Funny thing about Dutch, I tried translating the YouTube video description in a couple of different online translation programs, and Dutch translated into English looks just like Dutch in the original Dutch. Maybe someone who speaks Dutch can explain that to me.

Meanwhile, this viddy has a fantastic collision. One skutsje literally falls down on top of another one:

No, they don’t carry any ballast, and yes, they evidently do capsize with some frequency. The next clip has a nice demonstration of how it’s done and how you recover (starts at about 3:00). But please, if you don’t have a large tugboat handy, do not try this at home.

Finally, here’s an excerpt from a documentary film about the sport that was made back in the 1960s. Complete with subtitles.

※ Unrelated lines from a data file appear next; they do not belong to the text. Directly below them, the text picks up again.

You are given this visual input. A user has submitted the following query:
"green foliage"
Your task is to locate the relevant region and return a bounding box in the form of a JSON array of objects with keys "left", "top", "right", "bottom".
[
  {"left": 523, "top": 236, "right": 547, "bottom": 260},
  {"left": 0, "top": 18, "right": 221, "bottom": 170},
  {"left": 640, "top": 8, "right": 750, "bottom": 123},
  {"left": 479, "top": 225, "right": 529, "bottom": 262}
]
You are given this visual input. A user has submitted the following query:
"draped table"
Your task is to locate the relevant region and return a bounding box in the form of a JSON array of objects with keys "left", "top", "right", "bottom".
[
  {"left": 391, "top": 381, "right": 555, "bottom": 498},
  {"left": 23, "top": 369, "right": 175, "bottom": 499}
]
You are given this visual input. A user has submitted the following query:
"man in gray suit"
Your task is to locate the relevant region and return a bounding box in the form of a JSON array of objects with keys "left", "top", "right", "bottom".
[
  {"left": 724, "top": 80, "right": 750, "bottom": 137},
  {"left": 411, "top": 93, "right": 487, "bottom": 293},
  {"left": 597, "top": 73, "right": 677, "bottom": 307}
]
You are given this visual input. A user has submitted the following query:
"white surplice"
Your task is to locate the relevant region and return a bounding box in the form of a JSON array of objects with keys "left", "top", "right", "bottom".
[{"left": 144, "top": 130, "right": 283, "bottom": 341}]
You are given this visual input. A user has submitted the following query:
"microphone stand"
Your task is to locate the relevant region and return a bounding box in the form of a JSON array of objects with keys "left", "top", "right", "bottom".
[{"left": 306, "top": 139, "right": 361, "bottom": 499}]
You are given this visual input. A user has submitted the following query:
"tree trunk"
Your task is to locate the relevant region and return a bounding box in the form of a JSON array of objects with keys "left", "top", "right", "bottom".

It gives a good sense of the tradition behind these boats.

And if you want to find out still more about traditional Dutch yachts, you can flashback into the WaveTrain archive and check this post on Hermann Goering’s famous botter jacht Groote Beer.


  1. Marijke Rink

    Like Arnold de Raa explains, you hear the frisian language. The symbols or letters on the sails refer to the villages/city of the barge. The competition is once a year and lasts 11 days, every day there is a route and a winner by points. The prime league competition is called SKS race, the lower league IFKS. SKS was set for professional skippers from skipper families. IFKS are for private people who own a skûtsje. The rules for SKS are more strict. As a friesian I am proud of our long tradition of skûtsje sailing and with strong wind it’s spectaculair!

  2. Arnold te Raa

    The language you hear is Frisian. Friesland is a northern part of the Netherlands where people speak there own langauge. The Frisians are very proud on there langage and Skutsjessillen. The sailing ships are called Skutsjes. And yes they are very competitive.

  3. Wes Newman

    As usual, Flash video, not viewable on Apple devices! Get a clue please. I like Charles’ stuff and would really like to see it.